Kenny Maro
KENNY MARO — BETWEEN SKY, SPEED, AND MEMORY
Some artists paint the world as it is.
Kenny Maro prefers to paint the world as it could become.
The first time I encountered his work, I felt as though I had stepped into the middle of an unwritten science-fiction film — a universe suspended somewhere between memory, technology, dream, and motion. His paintings did not feel static. They felt cinematic, immersive, almost alive.
More than two years after our initial contact, I finally had the opportunity to speak with Kenny through a video call. Behind the futuristic imagery and surreal worlds, I discovered an artist deeply reflective about identity, ambition, mental space, and the fragile relationship between humanity and technology.
Born in Benin City, Nigeria, Kenneth Oghenemaro — professionally known as Kenny Maro — first entered the world of art through the influence of his older brother. Watching him draw awakened both admiration and a sense of competitiveness. Determined to improve, Kenny continuously experimented with different techniques and materials throughout his artistic development, spending a period working extensively with ballpoint pen before eventually transitioning into oil painting during his studies at the University of Benin, where he deepened his understanding of anatomy, composition, and painterly technique.
Yet the true turning point in his artistic evolution came during the COVID-19 pandemic.
Like many artists confronted with silence and uncertainty during that period, Kenny began questioning the deeper purpose of his work. What emotions did he want viewers to experience? What kind of universe was he trying to build?
Then came a moment that would permanently redefine his visual language.
While trapped in traffic one day, his imagination drifted elsewhere. What if he could rise above the congestion and fly over it? From this thought emerged the hoverboard — now one of the defining symbols of his practice. In Kenny’s world, it represents liberation, transcendence, and the refusal to remain trapped by circumstance.
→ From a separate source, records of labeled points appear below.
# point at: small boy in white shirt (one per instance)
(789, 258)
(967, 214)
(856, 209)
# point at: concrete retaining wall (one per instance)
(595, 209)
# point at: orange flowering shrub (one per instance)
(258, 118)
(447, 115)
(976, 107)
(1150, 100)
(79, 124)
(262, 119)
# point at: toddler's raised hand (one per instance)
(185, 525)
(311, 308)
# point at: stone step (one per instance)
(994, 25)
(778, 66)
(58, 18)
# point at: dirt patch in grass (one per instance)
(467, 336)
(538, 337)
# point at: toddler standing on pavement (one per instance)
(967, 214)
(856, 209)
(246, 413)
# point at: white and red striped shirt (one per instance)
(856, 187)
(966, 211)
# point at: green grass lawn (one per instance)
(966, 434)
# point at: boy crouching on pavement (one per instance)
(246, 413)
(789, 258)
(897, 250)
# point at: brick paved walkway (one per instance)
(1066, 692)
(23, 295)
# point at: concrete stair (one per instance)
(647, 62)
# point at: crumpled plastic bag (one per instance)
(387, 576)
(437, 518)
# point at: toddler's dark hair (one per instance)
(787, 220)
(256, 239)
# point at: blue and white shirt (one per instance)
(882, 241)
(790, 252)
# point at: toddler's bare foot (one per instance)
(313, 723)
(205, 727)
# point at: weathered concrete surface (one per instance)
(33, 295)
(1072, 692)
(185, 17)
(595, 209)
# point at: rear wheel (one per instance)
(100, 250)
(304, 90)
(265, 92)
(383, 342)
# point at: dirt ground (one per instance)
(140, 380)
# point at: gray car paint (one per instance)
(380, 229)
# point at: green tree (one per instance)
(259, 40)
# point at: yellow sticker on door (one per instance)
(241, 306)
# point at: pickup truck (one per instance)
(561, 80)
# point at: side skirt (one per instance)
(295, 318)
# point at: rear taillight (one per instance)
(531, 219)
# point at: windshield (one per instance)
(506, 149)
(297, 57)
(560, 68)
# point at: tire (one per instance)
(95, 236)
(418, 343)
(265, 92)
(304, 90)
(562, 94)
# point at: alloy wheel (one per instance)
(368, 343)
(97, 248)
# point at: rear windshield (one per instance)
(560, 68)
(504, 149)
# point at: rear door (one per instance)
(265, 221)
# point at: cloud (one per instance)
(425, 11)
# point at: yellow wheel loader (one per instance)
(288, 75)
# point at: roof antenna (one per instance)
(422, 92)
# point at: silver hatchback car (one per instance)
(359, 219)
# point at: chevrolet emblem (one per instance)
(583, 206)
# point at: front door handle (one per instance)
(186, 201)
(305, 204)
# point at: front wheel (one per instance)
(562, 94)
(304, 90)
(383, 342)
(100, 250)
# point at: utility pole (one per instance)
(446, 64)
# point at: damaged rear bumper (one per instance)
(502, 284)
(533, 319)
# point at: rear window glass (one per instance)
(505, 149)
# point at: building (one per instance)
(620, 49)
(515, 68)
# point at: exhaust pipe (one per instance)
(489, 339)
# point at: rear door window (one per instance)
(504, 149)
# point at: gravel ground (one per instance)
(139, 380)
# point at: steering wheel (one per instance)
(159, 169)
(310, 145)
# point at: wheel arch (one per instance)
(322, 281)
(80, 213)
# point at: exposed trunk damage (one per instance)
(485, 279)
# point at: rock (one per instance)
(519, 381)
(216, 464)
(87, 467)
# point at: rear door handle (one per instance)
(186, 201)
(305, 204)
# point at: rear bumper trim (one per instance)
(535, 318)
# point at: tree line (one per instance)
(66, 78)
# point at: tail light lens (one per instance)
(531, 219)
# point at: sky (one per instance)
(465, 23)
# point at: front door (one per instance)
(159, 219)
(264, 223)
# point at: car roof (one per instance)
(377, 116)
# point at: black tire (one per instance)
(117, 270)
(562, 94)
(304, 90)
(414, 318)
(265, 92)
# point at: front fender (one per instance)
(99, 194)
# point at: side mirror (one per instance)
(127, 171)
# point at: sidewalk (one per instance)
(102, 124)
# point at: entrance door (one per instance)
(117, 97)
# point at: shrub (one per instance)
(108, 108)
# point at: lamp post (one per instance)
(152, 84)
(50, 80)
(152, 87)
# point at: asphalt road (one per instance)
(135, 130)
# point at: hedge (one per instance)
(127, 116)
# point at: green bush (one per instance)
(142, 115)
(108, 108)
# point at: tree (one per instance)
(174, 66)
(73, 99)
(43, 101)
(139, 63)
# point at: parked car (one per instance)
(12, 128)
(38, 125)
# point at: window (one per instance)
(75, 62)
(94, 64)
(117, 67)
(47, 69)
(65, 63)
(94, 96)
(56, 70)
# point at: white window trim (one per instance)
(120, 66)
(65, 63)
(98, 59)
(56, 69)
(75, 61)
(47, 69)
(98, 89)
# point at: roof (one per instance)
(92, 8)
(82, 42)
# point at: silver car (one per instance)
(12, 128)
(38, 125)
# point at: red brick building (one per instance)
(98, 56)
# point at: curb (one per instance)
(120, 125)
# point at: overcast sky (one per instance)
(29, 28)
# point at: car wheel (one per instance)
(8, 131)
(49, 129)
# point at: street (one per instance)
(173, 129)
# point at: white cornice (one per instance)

Equally significant are the helmets worn by his figures. Beyond their futuristic appearance, they symbolize protected mental spaces — reflections of Kenny’s introverted nature and inner world. His subjects navigate surreal environments while preserving a kind of sacred interiority.
This tension between speed and introspection gives his work remarkable emotional depth.
The influence of The Matrix further expanded his imagination and reinforced his desire to create paintings with a distinctly cinematic quality. Kenny wants viewers to feel as though they are witnessing fragments of a larger unfolding narrative rather than isolated scenes.
And the paintings themselves fully embody that ambition.
Floating figures carve through luminous skies on hovering boards. Futuristic travelers navigate alternate dimensions surrounded by clouds, electricity, vegetation, and glowing structures. Bodies merge with technology while nature quietly resists disappearance. His compositions oscillate between serenity and acceleration, dystopia and hope.
Within works such as Finding Air, Light Bringer, Vigilante, and The Alternate Fall, Kenny constructs alternate realities populated by hybrid beings suspended between psychological, technological, spiritual, and environmental worlds. His use of vibrant skies, glowing energy, circular compositions, and surreal architecture creates experiences that feel simultaneously intimate and cosmic.
Beneath the spectacle lies a deeper philosophical inquiry.
Kenny challenges the illusion of complete independence. For him, human existence is inseparable from memory, environment, technology, history, and collective experience. His paintings investigate what happens when the natural and artificial coexist — and what dangers emerge when one begins to dominate the other.
Through surrealism and Afrofuturism, he creates dreamlike spaces where new worlds temporarily emerge before reality reclaims them.
There is something profoundly contemporary about his work. His figures move with the urgency of a generation trying to outrun limitation while protecting its inner self from collapse. The speed embedded in his paintings reflects ambition, resilience, and the determination to beat the odds — values deeply instilled in him by his father.
Yet despite the futuristic imagery, Kenny’s art remains deeply human.
Perhaps that is what makes his work so compelling. Beneath the helmets, hoverboards, and alternate realities lies something universally recognizable: the desire to rise above chaos while preserving one’s inner world intact.
Graduating in 2019 from the University of Benin with a degree in Fine and Applied Arts, Kenny Maro has rapidly emerged as a compelling voice within contemporary Nigerian art. In 2022, his participation as both grantee and exhibitor in the prestigious Rele Arts Foundation Young Contemporaries program brought significant visibility to his practice. Since then, he has participated in numerous exhibitions, including his debut solo exhibition, THIS IS NOT EARTH.
As our conversation came to an end, Kenny shared that he is currently preparing a new solo exhibition centered around an entirely new body of work. Considering the imaginative force already present in his universe, I can only imagine where his next journey through sky, speed, and memory will take us.